She tried to break it to me gently, but there's no easy way to tell a woman she won't receive the Yard of the Month sign and accompanying recognition this year, or any year.
Now, although the accompanying recognition was once misappropriated to my yard by a local paper, the official sign itself has never graced my sod.
"I signed out of Garden Club," she blurted, unable to find a better way to say it, I suppose.
Lou-Anne was my one and only hope. Unlike her other Garden Club cohorts, she understands my homage to the au naturel. Even though I would never do anything as dastardly as sever a magnolia tree from its roots to make way for a cement parking pad, I have no qualms about standing by and allowing the magnolia to leave my landscape of its own volition. I am not one to interfere with Mother Nature.
"Signed out?" I exclaimed.
Ignoring my loss of composure, Lou-Anne answered, "Yeah, I wrote my letter of resignation. I don't have time for it anymore."
"I'm sorry," I said, sorrier for myself, of course. "I didn't know you quit."
"I didn't quit," she corrected. "I resigned, in good standing."
"Yes, I suppose there's a difference," I acquiesced. No reason to burn bridges, especially if she could join up again any time she wants, which I optimistically pointed out.
"I can't see ever going back."
She must have seen my shoulders slump.
"The next meeting after I resigned, things went badly at the wine tasting."
"Sounds like my kind of club," I said.
She ignored me.
"Our friend, John, told everyone about different types of wines and then served samples around. And," Lou-Anne paused, clearly disturbed, "he asked some of the ladies if they would like a regular glassful or a ..." -- she hesitated again -- "Lou-Anne glass of wine! People have been asking what a Lou-Anne glass of wine is and blessing my heart."
One of my greatest God-given gifts is the ability to spin a negative into a positive. My glass -- I like to think my Lou-Anne glass -- is always half-full. Unless I used my talent to help, she would never put herself in a position to put that sign in my yard.

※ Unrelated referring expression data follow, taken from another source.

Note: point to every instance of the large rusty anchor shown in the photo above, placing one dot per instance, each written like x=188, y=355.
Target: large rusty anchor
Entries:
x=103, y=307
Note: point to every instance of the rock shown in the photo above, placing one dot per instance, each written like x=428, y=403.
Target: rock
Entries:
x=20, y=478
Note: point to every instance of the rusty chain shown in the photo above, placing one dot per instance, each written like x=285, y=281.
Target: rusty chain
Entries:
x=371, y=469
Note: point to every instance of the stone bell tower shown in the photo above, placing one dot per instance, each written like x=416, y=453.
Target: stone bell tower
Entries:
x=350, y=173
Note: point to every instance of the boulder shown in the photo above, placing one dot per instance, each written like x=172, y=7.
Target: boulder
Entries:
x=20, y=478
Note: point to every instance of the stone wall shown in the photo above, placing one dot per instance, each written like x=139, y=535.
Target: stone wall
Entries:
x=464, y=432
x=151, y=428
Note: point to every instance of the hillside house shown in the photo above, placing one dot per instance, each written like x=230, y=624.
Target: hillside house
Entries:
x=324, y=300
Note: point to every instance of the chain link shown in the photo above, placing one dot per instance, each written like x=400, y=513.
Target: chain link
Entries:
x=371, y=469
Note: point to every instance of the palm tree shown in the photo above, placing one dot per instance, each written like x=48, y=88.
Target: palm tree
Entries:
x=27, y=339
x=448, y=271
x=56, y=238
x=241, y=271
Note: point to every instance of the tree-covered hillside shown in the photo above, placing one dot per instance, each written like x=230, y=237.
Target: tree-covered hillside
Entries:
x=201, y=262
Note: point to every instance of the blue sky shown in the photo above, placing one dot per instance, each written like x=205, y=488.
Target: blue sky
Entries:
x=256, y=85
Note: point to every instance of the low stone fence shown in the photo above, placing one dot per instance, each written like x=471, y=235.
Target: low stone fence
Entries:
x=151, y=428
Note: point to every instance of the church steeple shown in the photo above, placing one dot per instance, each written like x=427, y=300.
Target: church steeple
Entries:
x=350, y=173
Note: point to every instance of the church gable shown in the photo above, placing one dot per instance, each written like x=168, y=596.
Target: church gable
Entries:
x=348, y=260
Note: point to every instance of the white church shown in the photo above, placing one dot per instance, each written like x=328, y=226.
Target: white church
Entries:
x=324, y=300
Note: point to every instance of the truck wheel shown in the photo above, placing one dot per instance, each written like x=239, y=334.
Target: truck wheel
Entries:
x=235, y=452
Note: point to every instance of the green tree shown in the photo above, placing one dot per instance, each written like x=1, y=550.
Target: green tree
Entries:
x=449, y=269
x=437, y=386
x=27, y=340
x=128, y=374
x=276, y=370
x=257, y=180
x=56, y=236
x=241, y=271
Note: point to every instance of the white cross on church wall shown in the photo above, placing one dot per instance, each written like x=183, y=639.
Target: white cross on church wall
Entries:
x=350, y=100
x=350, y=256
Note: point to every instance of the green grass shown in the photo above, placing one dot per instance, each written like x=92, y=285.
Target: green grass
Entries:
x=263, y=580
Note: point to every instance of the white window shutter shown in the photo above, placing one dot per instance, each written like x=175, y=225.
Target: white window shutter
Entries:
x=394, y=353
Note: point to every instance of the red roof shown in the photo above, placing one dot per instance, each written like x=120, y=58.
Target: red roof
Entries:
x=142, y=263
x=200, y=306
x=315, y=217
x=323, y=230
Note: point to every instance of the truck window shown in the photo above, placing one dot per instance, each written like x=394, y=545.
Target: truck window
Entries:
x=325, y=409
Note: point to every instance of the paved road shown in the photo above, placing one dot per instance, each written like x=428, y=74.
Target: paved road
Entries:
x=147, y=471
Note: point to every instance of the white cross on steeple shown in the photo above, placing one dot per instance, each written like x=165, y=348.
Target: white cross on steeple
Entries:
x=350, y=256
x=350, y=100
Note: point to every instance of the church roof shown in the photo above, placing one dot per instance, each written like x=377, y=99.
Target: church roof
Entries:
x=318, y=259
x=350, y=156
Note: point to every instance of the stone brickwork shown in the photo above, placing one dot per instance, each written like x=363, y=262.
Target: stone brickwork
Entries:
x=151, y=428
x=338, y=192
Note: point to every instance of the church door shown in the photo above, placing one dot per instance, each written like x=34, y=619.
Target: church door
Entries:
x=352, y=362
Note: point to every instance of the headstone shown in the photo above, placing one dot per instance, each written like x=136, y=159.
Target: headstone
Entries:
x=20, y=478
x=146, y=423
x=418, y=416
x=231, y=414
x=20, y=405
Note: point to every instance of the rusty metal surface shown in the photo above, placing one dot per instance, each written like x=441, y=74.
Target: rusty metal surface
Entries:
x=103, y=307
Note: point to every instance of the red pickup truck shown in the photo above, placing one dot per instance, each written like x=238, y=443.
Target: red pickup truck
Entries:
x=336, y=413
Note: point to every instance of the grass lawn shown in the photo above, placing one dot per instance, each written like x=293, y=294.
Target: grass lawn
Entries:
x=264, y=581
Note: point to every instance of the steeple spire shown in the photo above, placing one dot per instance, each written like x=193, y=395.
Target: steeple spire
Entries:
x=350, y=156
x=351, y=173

"Lou-Anne," I counseled, "you should never be embarrassed about making a name for yourself in this world. What is a Lou-Anne glass of wine anyway?"
"An extra-large portion," she said.
"You hold your head high, girl. There's no shame in that. You will live in perpetuity because you've put your name on something. People envy you, whether they admit it or not. And you didn't even have to supply a large monetary donation to sway the Naming Committee. Before you know it, the White Columns restaurant will offer wine by the glass and wine by the Lou-Anne glass."
She nodded, but she's one of the most hardheaded people I know. She won't go back to Garden Club until either it snows in Miami or White Columns puts her name on the wine list.
Inside, I sulked and, with a Lou-Anne glass of wine in hand, plotted to get her name on that menu.